The nerves forming the brachial plexus originate at the spinal cord in the neck
and are responsible for the sensory and muscular innervation of the entire upper
extremity. Damage occurs 2 - 5% of the time and, whoa, for a change it's good to be an older chick. Younger women seem to be more vulnerable. The bad news is there is linkage between this and the lymphatic system.
OK, that's enough. You wouldn't take an aspirin if you ever actually read the little package insert that, in very fine print, gives you all the potential damage it could cause. Suffice it to say, radiating 25% of my body mass comes with some pretty significant risk potential.
The next issue is the timing of events. My preference is to have DIEP reconstruction, spend six weeks healing, then start radiation (however it is going to happen). Afterwards, there will be at least one more surgery for DIEP and maybe two, depending on how things go, how much I want to have done, and when they create nipples. (Hope this is not TMI for anyone.) With any luck, I'd be done by mid 2012. Of course, the RO wants me to do rads first and he now off on a mission to find any clinical evidence that the order of things matters. I don't think he will find anything as I have read in several medical publications that it doesn't matter, that there is no "Level 1" evidence that it makes a difference. If I do rads first, I will have to wait 4-6 months before DIEP can begin. And there is risk of vascular damage which could then make DIEP a non-option. And I would not finish all the reconstruction until the end of 2012. Remember I started this trip in June 2010...I'm ready to see an endpoint!

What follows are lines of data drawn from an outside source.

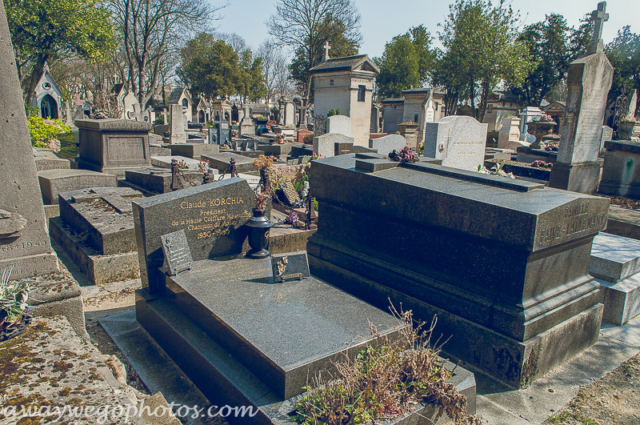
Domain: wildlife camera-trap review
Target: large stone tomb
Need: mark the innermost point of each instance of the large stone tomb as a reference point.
(113, 146)
(240, 337)
(502, 263)
(95, 228)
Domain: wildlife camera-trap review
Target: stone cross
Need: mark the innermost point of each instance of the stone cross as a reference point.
(326, 50)
(600, 17)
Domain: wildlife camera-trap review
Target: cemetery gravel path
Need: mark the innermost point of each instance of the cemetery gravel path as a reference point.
(614, 399)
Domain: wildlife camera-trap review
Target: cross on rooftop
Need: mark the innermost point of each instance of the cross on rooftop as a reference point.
(600, 17)
(326, 50)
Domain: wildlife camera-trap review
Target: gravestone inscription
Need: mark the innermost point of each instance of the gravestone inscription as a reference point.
(212, 217)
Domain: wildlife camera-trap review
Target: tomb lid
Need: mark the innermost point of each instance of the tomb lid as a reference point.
(113, 125)
(489, 207)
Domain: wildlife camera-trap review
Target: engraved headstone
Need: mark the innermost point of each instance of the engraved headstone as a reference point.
(212, 216)
(290, 266)
(589, 80)
(176, 252)
(459, 141)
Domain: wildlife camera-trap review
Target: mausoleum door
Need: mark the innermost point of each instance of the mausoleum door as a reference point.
(49, 107)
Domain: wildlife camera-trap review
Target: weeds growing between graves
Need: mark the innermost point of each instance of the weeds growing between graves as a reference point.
(385, 379)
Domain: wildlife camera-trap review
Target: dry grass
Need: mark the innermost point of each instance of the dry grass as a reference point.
(385, 379)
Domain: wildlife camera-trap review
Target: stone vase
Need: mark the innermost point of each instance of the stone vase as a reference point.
(539, 129)
(10, 330)
(258, 230)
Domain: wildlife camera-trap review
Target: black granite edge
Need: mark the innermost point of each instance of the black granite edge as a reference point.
(403, 276)
(113, 124)
(497, 181)
(500, 316)
(374, 165)
(502, 357)
(622, 145)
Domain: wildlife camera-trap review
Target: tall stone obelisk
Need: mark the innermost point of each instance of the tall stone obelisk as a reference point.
(24, 238)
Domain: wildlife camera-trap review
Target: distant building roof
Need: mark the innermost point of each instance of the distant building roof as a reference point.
(349, 63)
(393, 100)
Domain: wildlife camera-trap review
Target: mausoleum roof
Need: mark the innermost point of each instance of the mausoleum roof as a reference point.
(349, 63)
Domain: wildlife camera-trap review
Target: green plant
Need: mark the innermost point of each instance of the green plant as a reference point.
(44, 132)
(385, 379)
(13, 297)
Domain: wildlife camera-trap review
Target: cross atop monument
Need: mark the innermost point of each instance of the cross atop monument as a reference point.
(599, 17)
(326, 50)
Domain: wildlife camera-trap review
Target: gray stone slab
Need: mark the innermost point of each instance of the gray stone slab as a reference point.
(536, 403)
(629, 333)
(614, 258)
(459, 141)
(158, 372)
(220, 162)
(213, 216)
(113, 146)
(106, 223)
(621, 299)
(283, 333)
(24, 240)
(385, 145)
(54, 182)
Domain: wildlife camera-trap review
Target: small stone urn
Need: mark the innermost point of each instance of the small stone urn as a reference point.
(258, 230)
(540, 129)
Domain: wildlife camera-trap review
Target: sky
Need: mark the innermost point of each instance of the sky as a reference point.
(381, 20)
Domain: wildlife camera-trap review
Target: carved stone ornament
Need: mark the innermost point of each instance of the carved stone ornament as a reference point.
(11, 224)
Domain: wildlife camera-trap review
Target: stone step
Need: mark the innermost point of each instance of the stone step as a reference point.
(621, 300)
(614, 258)
(225, 381)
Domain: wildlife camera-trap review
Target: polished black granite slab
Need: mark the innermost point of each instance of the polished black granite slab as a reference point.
(284, 333)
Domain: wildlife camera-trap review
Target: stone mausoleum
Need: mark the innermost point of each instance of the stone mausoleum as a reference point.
(346, 84)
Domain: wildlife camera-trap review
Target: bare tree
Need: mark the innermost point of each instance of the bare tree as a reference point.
(276, 70)
(299, 24)
(152, 29)
(232, 39)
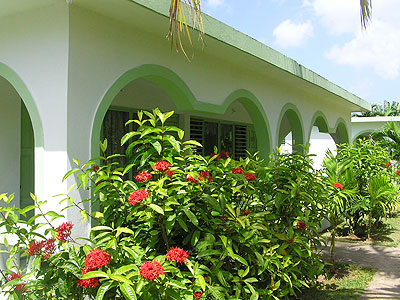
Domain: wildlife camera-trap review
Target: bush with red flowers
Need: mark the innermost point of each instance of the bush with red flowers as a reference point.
(182, 226)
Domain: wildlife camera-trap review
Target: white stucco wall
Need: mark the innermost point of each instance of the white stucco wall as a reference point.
(10, 139)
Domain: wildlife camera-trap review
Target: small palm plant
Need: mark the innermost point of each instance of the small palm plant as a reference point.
(381, 195)
(341, 187)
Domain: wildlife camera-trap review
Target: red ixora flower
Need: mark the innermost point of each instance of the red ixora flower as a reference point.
(143, 176)
(96, 259)
(64, 231)
(18, 287)
(48, 248)
(89, 282)
(169, 173)
(237, 171)
(338, 185)
(151, 270)
(35, 248)
(301, 225)
(137, 196)
(177, 254)
(162, 165)
(250, 176)
(206, 175)
(192, 179)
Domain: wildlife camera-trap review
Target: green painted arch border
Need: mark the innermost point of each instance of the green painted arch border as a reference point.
(12, 77)
(185, 101)
(342, 131)
(19, 85)
(362, 132)
(297, 131)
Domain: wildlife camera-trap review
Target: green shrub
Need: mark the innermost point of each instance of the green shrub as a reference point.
(188, 226)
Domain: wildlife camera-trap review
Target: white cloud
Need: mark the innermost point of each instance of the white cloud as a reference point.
(377, 48)
(288, 34)
(214, 3)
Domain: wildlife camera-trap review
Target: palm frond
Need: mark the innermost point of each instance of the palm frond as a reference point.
(366, 12)
(181, 12)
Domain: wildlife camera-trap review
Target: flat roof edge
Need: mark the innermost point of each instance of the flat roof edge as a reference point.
(228, 35)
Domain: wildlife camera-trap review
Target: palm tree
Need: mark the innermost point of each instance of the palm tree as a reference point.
(179, 21)
(389, 135)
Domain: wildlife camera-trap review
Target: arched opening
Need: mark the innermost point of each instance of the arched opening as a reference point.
(21, 142)
(320, 140)
(150, 86)
(363, 134)
(290, 132)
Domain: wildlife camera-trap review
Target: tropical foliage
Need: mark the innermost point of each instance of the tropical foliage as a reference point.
(173, 224)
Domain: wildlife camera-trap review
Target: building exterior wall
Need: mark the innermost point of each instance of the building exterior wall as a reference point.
(71, 59)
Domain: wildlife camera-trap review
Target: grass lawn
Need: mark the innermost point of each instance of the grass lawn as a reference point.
(387, 235)
(347, 282)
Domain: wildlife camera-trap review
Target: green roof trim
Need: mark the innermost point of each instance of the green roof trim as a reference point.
(249, 45)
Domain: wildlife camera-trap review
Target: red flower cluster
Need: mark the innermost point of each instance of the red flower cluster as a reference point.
(64, 231)
(237, 171)
(44, 248)
(177, 254)
(246, 212)
(301, 225)
(250, 176)
(143, 176)
(137, 196)
(162, 165)
(220, 155)
(151, 270)
(169, 173)
(338, 185)
(206, 175)
(89, 282)
(18, 287)
(96, 259)
(192, 179)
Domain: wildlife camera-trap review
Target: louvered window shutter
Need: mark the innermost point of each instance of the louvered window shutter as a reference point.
(240, 141)
(196, 133)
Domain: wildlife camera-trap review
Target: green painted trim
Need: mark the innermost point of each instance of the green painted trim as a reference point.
(342, 131)
(251, 46)
(27, 98)
(296, 124)
(21, 88)
(361, 133)
(185, 101)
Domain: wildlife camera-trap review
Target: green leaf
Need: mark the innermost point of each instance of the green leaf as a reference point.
(195, 237)
(95, 274)
(128, 291)
(120, 278)
(69, 173)
(103, 290)
(124, 230)
(157, 146)
(156, 208)
(171, 139)
(177, 284)
(84, 215)
(191, 216)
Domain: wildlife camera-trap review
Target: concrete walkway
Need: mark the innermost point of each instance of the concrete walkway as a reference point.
(386, 282)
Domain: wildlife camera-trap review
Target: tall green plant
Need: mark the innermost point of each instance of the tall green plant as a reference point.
(341, 188)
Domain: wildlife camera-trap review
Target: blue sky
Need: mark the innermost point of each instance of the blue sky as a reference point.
(326, 36)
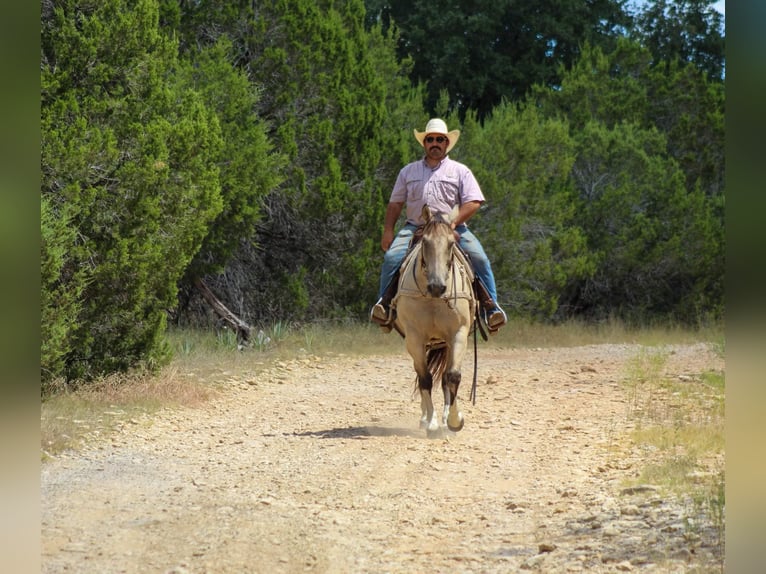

But what does matter, a life or death matter, is the accuracy of the radiation treatment. If it's not done exactly right, in the exactly right places, everywhere that it is needed, then there is no benefit at all to doing rads. Mess up one thing and you just messed up someone's survival rate. And guess what can interfere with the accuracy of the radiation measurements...the very tissue expanders that I currently have as part of the initial reconstruction after my mastectomies. Yup, those little devils can throw off the geometry. They're plastic, they're full of water, and they jiggle. That means they can and do change position. And they change the curviture of the chest wall. So I really want those SOBs out of there! And the only way that happens is if I have DIEP first. And DIEP can be first only if my PET/CT scan comes back clear.
So you see, it isn't just complicated, it's DAMN complicated!